Judge Nigel Gerald heard Mr Davies had a mortgage-free £500,000 home in Wembley and around £100,000 in cash.

The news he had married a much younger woman, the daughter of an old friend, came as a "shock" to his family and friends, the court heard.

Following his death, his only child from his first marriage, Paulette Davies, insisted her father signed his last true will in July 2011.

In that will, he left his daughter about £430,000, with £140,000 going to an old friend, while Ms Henderson got just £25,000.

Then in the spring of 2015 Ms Henderson produced a rival document, dated November 2011.

That will stated he left just £20,000 to his daughter, £25,000 to friends, and the rest - about £550,000 - to his young wife.

In a strange story, Ms Henderson claimed the new will was discovered inside an empty Doritos bag in the loft of her late husband's house.

However Judge Gerald dismissed her web of lies including mistakenly referring to the dead man as a woman in "her last will".

Philip Noble, for Ms Davies, asked the judge to declare the November will a fake, saying: "No explanation has ever been given as to how Mr Davies was able to gain access to the loft space to secrete the will in a packet of Doritos - or why he should have wished to do so."

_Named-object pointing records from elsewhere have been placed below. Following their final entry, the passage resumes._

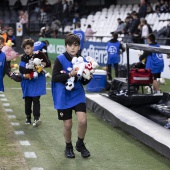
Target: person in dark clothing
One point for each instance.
(10, 36)
(4, 67)
(66, 101)
(134, 24)
(154, 62)
(113, 50)
(166, 32)
(18, 5)
(32, 87)
(142, 9)
(41, 46)
(126, 26)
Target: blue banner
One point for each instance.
(97, 50)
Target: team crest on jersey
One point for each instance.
(79, 35)
(160, 56)
(61, 114)
(112, 50)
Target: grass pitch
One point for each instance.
(111, 148)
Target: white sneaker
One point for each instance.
(36, 123)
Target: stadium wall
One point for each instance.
(97, 50)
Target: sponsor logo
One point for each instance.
(99, 53)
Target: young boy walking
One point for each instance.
(66, 101)
(32, 88)
(4, 67)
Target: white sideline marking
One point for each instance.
(4, 99)
(20, 88)
(11, 116)
(20, 132)
(6, 104)
(30, 155)
(15, 124)
(8, 110)
(25, 142)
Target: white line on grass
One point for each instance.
(4, 99)
(30, 155)
(20, 132)
(6, 104)
(25, 142)
(8, 110)
(11, 116)
(15, 124)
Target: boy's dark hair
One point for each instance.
(78, 25)
(2, 39)
(72, 39)
(151, 37)
(27, 42)
(47, 42)
(115, 35)
(10, 28)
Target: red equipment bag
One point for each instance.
(141, 76)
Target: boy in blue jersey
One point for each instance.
(32, 88)
(4, 67)
(41, 46)
(81, 35)
(113, 50)
(66, 101)
(154, 62)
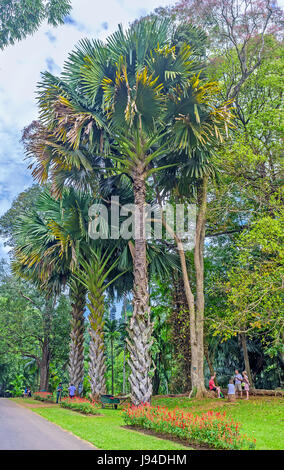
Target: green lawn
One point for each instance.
(261, 418)
(105, 431)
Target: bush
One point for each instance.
(212, 429)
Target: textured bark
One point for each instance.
(76, 353)
(97, 364)
(140, 328)
(246, 358)
(198, 381)
(180, 335)
(44, 365)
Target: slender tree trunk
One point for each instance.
(76, 354)
(199, 273)
(97, 364)
(246, 357)
(45, 348)
(124, 348)
(140, 328)
(44, 365)
(208, 359)
(112, 368)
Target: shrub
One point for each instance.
(212, 429)
(43, 396)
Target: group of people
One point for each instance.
(236, 386)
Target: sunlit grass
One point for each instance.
(105, 432)
(261, 418)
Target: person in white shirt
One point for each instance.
(231, 391)
(238, 382)
(72, 390)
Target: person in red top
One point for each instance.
(212, 385)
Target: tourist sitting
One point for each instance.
(213, 387)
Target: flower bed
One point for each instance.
(211, 429)
(80, 404)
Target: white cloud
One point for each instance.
(20, 68)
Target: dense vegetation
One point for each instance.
(177, 109)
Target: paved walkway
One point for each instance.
(21, 429)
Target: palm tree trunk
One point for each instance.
(140, 328)
(44, 366)
(76, 353)
(112, 368)
(246, 358)
(199, 273)
(124, 348)
(97, 364)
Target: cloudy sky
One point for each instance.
(20, 68)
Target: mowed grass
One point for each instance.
(104, 432)
(261, 418)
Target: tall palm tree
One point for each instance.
(96, 274)
(132, 100)
(113, 332)
(44, 249)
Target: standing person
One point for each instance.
(238, 382)
(72, 390)
(59, 392)
(212, 385)
(231, 391)
(246, 382)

Judge Gerald told the court in his ruling: "It is Ms Henderson's evidence that the November 2011 will was found in the loft of the deceased's house, in a Doritos bag on the floor of the loft, in around March or April 2015.

"She says she knows nothing about how it came to be written or executed. All she knows is that it was found in a Doritos bag in the loft of the house in the spring of 2015.

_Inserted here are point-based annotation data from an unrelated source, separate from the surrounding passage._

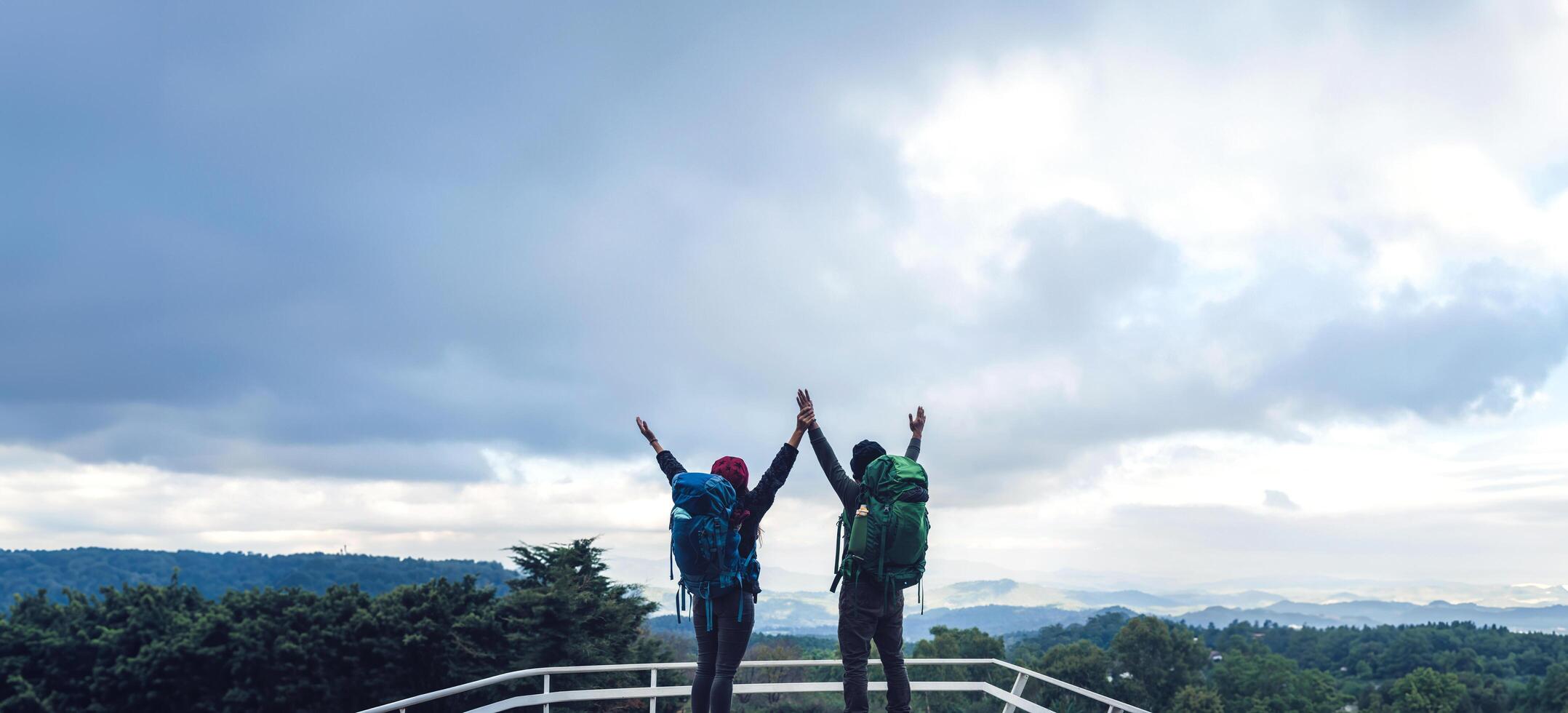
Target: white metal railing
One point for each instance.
(1012, 699)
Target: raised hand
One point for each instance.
(805, 419)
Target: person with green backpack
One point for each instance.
(880, 552)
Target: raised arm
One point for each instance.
(667, 461)
(773, 479)
(842, 485)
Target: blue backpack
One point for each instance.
(703, 544)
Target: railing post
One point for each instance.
(1018, 690)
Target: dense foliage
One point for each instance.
(146, 646)
(1244, 668)
(142, 648)
(87, 569)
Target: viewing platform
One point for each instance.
(1012, 699)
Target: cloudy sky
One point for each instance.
(1189, 292)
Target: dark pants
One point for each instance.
(719, 650)
(869, 613)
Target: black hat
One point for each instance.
(865, 453)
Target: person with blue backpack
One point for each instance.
(883, 533)
(714, 530)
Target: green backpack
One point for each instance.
(889, 541)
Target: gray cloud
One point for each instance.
(1279, 501)
(363, 240)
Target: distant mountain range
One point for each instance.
(796, 602)
(1553, 619)
(1001, 607)
(87, 569)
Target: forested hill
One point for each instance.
(87, 569)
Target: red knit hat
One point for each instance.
(735, 471)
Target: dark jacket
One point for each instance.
(758, 501)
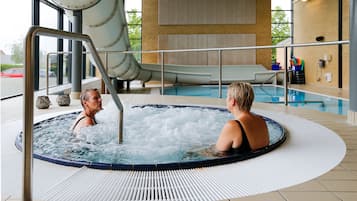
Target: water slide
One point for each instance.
(104, 21)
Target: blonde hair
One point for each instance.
(243, 94)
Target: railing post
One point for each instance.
(28, 116)
(220, 73)
(48, 63)
(286, 90)
(162, 72)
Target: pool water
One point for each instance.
(271, 94)
(153, 134)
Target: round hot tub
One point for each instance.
(156, 137)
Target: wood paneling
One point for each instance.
(181, 12)
(193, 41)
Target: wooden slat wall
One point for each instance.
(193, 41)
(176, 12)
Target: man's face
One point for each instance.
(94, 102)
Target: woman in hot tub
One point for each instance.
(247, 131)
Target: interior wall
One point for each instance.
(203, 41)
(320, 18)
(175, 12)
(152, 30)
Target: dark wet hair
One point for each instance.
(84, 95)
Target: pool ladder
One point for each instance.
(29, 94)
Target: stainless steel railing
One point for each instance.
(220, 51)
(29, 94)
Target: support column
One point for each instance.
(76, 57)
(69, 56)
(352, 113)
(36, 22)
(59, 72)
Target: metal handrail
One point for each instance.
(29, 94)
(220, 50)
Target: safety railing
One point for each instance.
(220, 51)
(29, 94)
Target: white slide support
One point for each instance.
(104, 21)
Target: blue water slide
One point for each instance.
(104, 21)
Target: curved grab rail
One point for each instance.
(29, 94)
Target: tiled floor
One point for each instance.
(338, 184)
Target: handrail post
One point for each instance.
(29, 94)
(220, 73)
(47, 66)
(286, 90)
(162, 72)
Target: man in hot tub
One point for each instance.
(92, 103)
(247, 131)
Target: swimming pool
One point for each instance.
(270, 94)
(156, 137)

"There is no doubt, upon the evidence which I have heard, that Ms Henderson...came to court to lie.

"There is no doubt of any nature whatsoever that the November 2011 will is a simple, but rather poor quality, forgery.

"There is equally no doubt in my mind that it was forged by Ms Henderson."

The judge went on to say: "It will obviously strike anybody as being somewhat eccentric to put an important document such as a will into a Doritos bag but there are eccentric people in this world.

"So that, of itself, does not cause me to be disbelieving, although it does cause me to consider how a man in his early eighties, who according to (a friend of his who gave evidence) does not eat Doritos, would put this document into an empty Doritos bag and then put it in the loft.

"It is inherently unlikely that the deceased would go into the loft in November 2011, find an empty Doritos bag and put his will in it.

"There is eccentric and there is ridiculous - and this is ridiculous," said the judge.

Noting that the will had been written on an A4 piece of paper, the judge went on: "I cannot take judicial notice of the size of a Doritos bag, but as far as I am aware it is smaller than an A4 piece of paper.

"None of this makes too much sense. It is plain that Ms Henderson is lying," the judge went on to say.

He pointed out a handwriting expert who examined the November will concluded: "There is strong evidence that it is a forgery."

It was declared that the July 2011 will should be admitted to probate instead, adding that the handwriting expert had backed the signature on it.

Mr Noble said he would be asking for an additional order that Ms Henderson hand over £42,000 rent to Paulette Davies, to cover the time she has been occupying her father's home while the row over the wills was ongoing.